Luego, como nos ocurrió a casi todos, descubrimos que aquello que nos enseñaron a hierro y fuego no era cierto. Comenzamos a crecer y a sufrir directa o indirectamente eso de que ni son todos los que están ni están todos los que son. ¿Quién no sufrió un desengaño amoroso primerizo por la mentira del amado o de la amada? ¿Quién no experimentó que aquel amigo o aquella amiga se marchó con fulanito porque le contó un embuste seductor? La mentira comenzaba a rodar y no por ello veíamos a los embusteros afligidos o apartados del resto.
Es lo que tienen los primeros pasos en el mundo adulto que cuando te ves adecuado y curtido para entrar en su senda te pegas la trompada padre. Yo, niño obediente y bastante miedica, llegué a los veintitantos años con la verdad como aliada y única bandera; tenía pánico a mentir y se me instruyó en el acatamiento a la norma. Tanto la veneraba y la manoseaba que la hice mía, unívoca desde mí hasta toda la extensión de los demás. Hablaba ardorosamente denunciando la mentira a mi izquierda y a mi derecha, y hasta creo que, llegado al éxtasis, amenacé con mis puños a algún "mentiroso" que no acataba mi verdad.
Después las cosas se fueron complicando. Me quedé más solo que la una de tanto apabullar con el absolutismo de mi verdad. ¿Eran todos unos embusteros y yo el único auténtico? La soledad me iba contando, día a día, año tras año, que estaba equivocado. Traté de buscarme un sortilegio, en un alarde de auscultación egocéntrica, para que mi verdad fuese una mentira más entre todas las verdades. Aclarándome: deseaba ser sociable. Luché contra el poso de mi educación y contra lo que había asimilado como mi yo exclusivo. Y comencé a perder batallas como Napoleón en el invierno ruso. Poco a poco mi verdad pasó a llamarse sinceridad, dándome cuenta que las cosas casi nunca son totales y definitivas y que volcarse con todo lo que uno lleva dentro no es más que franqueza aunque se esté más equivocado que nadie. La mentira y la verdad se amoldaban a los vericuetos de la vida y hube de comprender que era tan difícil separar el polvo de la paja ya que muchas veces el polvo parecía paja y viceversa.
Lo cierto, ahora ya hombre pasado de la edad mediana, es que no deja de dibujarse una sonrisita en mi cara cuando repaso toda la parrafada que he escrito anteriormente.
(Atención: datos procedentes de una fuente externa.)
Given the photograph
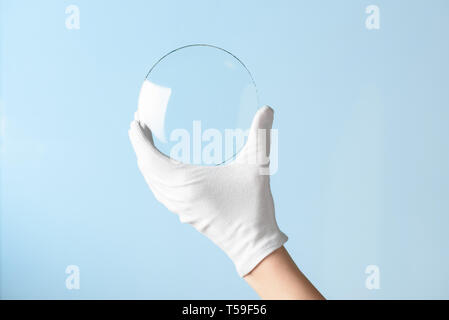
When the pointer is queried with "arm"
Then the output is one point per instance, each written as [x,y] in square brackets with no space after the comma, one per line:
[278,277]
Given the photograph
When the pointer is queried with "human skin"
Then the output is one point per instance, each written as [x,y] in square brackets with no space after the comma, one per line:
[278,278]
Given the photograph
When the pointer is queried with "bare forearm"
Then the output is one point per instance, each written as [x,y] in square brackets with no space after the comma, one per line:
[278,277]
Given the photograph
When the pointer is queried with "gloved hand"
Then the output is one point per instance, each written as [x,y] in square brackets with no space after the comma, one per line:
[231,203]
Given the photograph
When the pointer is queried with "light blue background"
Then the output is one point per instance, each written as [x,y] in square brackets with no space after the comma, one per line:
[363,156]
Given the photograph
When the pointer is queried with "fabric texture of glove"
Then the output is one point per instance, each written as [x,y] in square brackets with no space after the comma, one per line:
[231,203]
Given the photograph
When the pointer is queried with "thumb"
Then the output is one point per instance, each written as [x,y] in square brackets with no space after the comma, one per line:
[147,154]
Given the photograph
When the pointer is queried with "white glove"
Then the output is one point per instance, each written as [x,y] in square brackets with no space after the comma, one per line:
[231,203]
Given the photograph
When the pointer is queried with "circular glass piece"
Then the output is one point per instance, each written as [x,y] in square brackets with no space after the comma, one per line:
[199,101]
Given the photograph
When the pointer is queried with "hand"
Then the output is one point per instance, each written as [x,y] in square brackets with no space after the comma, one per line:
[231,203]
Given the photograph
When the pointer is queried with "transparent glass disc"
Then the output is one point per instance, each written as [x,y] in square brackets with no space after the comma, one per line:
[199,101]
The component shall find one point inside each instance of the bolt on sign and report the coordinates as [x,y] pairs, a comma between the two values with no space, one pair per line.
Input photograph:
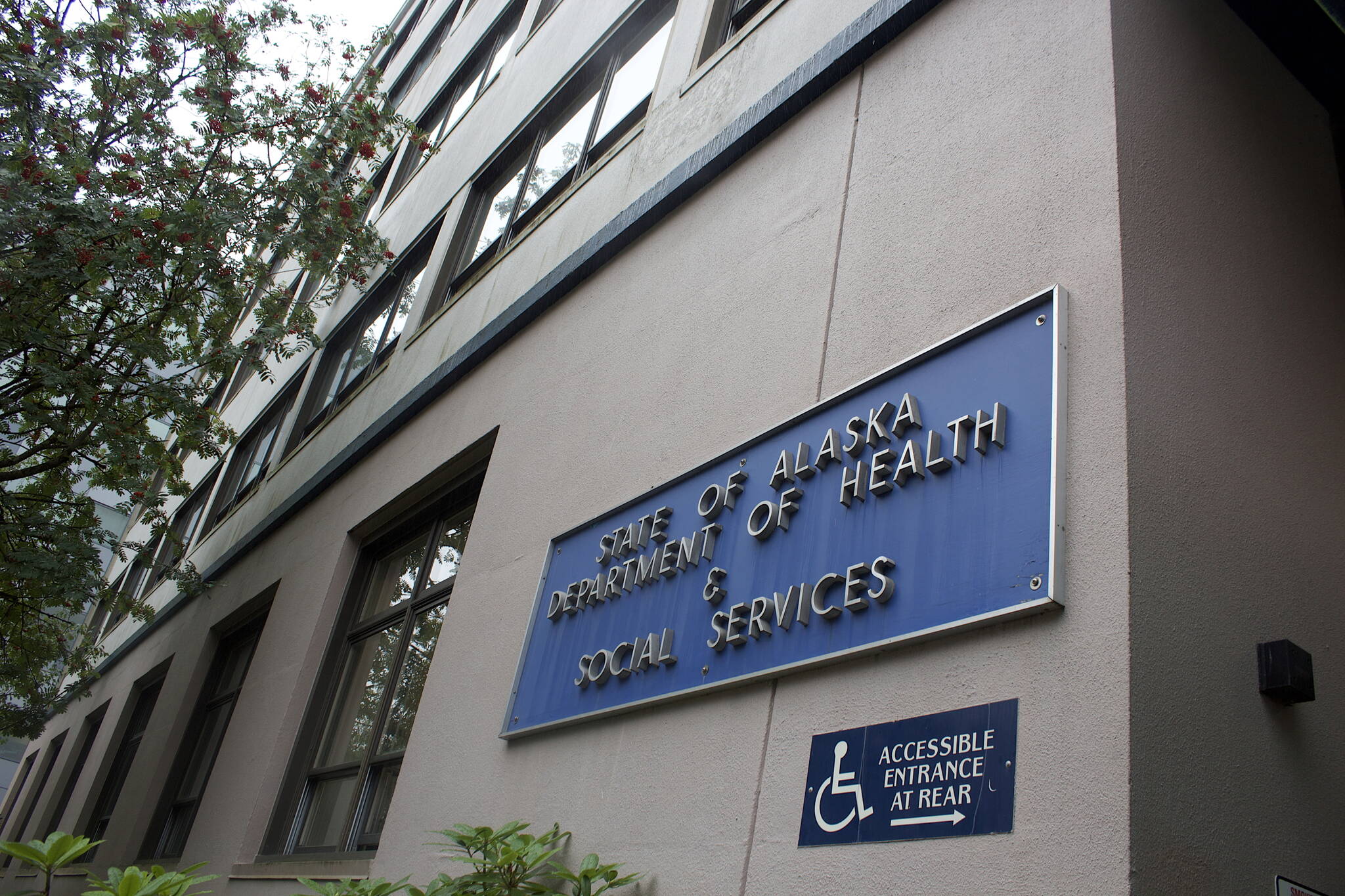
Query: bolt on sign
[948,774]
[915,504]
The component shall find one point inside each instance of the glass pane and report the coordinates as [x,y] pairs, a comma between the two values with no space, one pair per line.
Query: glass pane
[634,81]
[261,456]
[177,829]
[385,782]
[234,666]
[403,308]
[464,100]
[410,683]
[350,729]
[368,343]
[500,56]
[327,811]
[498,213]
[395,575]
[560,154]
[198,770]
[449,554]
[331,379]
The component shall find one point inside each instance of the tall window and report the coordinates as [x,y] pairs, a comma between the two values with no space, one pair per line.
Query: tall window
[604,101]
[427,53]
[397,606]
[121,762]
[254,454]
[32,805]
[463,88]
[92,725]
[223,684]
[368,336]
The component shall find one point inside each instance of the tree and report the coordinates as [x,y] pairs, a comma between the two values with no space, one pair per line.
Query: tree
[162,182]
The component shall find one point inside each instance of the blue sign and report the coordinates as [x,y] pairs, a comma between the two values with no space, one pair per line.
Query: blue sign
[919,503]
[943,775]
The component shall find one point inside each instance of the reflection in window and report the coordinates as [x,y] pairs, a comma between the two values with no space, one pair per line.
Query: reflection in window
[604,101]
[399,613]
[191,773]
[366,339]
[730,18]
[254,454]
[463,88]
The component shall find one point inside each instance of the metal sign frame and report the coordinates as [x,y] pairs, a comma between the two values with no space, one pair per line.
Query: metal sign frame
[1057,299]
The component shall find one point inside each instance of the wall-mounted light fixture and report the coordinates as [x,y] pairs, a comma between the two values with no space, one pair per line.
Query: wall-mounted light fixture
[1285,672]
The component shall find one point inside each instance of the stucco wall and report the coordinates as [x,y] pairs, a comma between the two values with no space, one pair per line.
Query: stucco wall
[1234,263]
[969,164]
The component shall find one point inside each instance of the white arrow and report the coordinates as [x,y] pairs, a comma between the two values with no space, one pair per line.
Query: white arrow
[927,820]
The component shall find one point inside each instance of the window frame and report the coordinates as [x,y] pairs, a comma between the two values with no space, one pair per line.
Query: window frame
[49,763]
[92,725]
[245,636]
[430,49]
[730,18]
[291,812]
[269,425]
[338,351]
[475,70]
[518,158]
[171,553]
[104,806]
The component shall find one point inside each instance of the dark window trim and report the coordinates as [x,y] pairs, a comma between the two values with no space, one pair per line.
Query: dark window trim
[16,786]
[51,756]
[505,26]
[102,809]
[231,475]
[171,554]
[424,55]
[291,806]
[89,735]
[877,27]
[380,297]
[640,23]
[544,11]
[155,844]
[726,20]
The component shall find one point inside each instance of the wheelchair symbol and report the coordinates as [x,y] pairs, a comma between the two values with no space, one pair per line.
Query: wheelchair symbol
[839,784]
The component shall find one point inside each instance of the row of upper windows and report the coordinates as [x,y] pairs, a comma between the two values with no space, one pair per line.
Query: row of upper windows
[604,100]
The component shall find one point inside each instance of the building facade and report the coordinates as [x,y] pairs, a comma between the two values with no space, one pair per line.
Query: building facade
[653,230]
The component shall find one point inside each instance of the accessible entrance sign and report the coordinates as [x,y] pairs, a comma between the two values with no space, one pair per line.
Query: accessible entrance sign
[950,774]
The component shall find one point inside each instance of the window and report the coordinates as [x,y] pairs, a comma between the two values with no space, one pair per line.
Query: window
[49,763]
[354,753]
[120,769]
[92,725]
[16,788]
[368,337]
[468,82]
[604,101]
[254,454]
[246,366]
[173,824]
[416,68]
[726,19]
[544,10]
[186,526]
[403,34]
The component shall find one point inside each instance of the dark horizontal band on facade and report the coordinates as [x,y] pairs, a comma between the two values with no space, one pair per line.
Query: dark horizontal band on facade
[877,27]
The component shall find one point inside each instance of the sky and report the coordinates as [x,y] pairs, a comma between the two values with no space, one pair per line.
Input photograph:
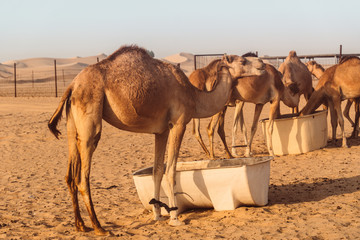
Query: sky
[64,29]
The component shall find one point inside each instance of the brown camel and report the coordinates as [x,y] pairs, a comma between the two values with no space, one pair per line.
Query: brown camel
[295,72]
[134,92]
[339,82]
[259,90]
[317,70]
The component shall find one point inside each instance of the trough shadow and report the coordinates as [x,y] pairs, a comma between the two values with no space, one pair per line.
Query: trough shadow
[352,142]
[320,189]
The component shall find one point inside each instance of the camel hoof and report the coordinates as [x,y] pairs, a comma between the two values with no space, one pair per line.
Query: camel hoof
[82,228]
[176,222]
[159,218]
[101,232]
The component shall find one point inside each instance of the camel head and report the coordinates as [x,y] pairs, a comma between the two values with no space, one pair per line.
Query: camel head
[292,53]
[243,67]
[313,66]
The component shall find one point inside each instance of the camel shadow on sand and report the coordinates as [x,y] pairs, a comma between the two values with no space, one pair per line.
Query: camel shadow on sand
[317,190]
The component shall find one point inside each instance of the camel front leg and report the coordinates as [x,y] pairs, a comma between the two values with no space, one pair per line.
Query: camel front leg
[337,107]
[175,139]
[210,129]
[221,132]
[73,173]
[257,113]
[355,132]
[333,119]
[273,110]
[158,170]
[238,119]
[346,111]
[196,132]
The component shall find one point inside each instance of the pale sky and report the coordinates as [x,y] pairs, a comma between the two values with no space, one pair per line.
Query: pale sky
[63,29]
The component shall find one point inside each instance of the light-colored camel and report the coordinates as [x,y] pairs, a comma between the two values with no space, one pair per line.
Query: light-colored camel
[134,92]
[339,82]
[259,90]
[295,72]
[317,70]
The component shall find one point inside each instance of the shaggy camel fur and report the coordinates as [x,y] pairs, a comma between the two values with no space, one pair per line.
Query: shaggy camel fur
[134,92]
[317,70]
[259,90]
[295,72]
[339,82]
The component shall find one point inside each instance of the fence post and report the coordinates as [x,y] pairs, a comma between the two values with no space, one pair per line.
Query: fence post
[340,53]
[55,78]
[15,78]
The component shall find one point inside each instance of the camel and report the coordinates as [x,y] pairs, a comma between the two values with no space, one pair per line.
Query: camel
[295,72]
[317,70]
[259,90]
[339,82]
[135,92]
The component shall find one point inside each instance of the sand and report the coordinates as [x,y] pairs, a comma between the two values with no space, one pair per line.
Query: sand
[312,196]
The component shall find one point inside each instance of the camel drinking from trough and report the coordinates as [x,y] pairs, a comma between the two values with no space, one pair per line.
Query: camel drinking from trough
[259,90]
[134,92]
[339,82]
[317,70]
[295,72]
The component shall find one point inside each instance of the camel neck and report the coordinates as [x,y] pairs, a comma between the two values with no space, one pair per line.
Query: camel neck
[210,103]
[318,73]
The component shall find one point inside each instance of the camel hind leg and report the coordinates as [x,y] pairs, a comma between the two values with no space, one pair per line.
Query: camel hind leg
[221,132]
[87,135]
[196,132]
[258,109]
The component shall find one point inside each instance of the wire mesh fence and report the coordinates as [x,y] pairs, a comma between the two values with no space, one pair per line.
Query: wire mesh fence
[52,82]
[37,83]
[33,82]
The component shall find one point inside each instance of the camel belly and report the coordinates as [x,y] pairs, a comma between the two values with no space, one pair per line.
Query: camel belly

Ya no me preocupa tanto la verdad y utilizo la mentira habitualmente como medio terapéutico. Estar muy en contacto con la ficción me ha hecho intimar con la mentira y hemos hecho muy buenas migas. He comprendido que la comunicación entre los humanos está asentada sobre la mentira (la verdad suavizada, que diría un comunicador) y que contar cualquier cosa, sea personal e impersonal, la moldea más la mentira que su antagonista. Es más placentero y saludable (consejo para los que sufren de hipertensión) decorar los embustes con ínfulas de autenticidad que enfrascarse en certezas que terminará defendiendo uno solo. Llevamos viviendo un milenio en el que vemos cada día que tal deportista, político, actor, escritor, empresario, sacerdote, albañil o fontanero, etcétera y etcétera, encumbrados en la integridad y la legitimidad caen de la noche a la mañana descubriendo un pasado poco más que sospechoso o un presente tan falso como un euro de madera. La verdad se esconde en cajas blindadas de titanio mientras la mentira, o su símil, lo que todos manejamos día a día, es la calderilla de puertas hacia afuera, aunque cuando se desenmascara públicamente a algún farsante nos damos golpes de pecho y nos indignamos como si nosotros fuésemos ajenos a ese número circense. Me gustaría acabar diciendo algo medianamente cierto... pero mejor me lo quedo que no andan los tiempos para despilfarrar, o eso es lo que dicen de los tiempos los patrañeros.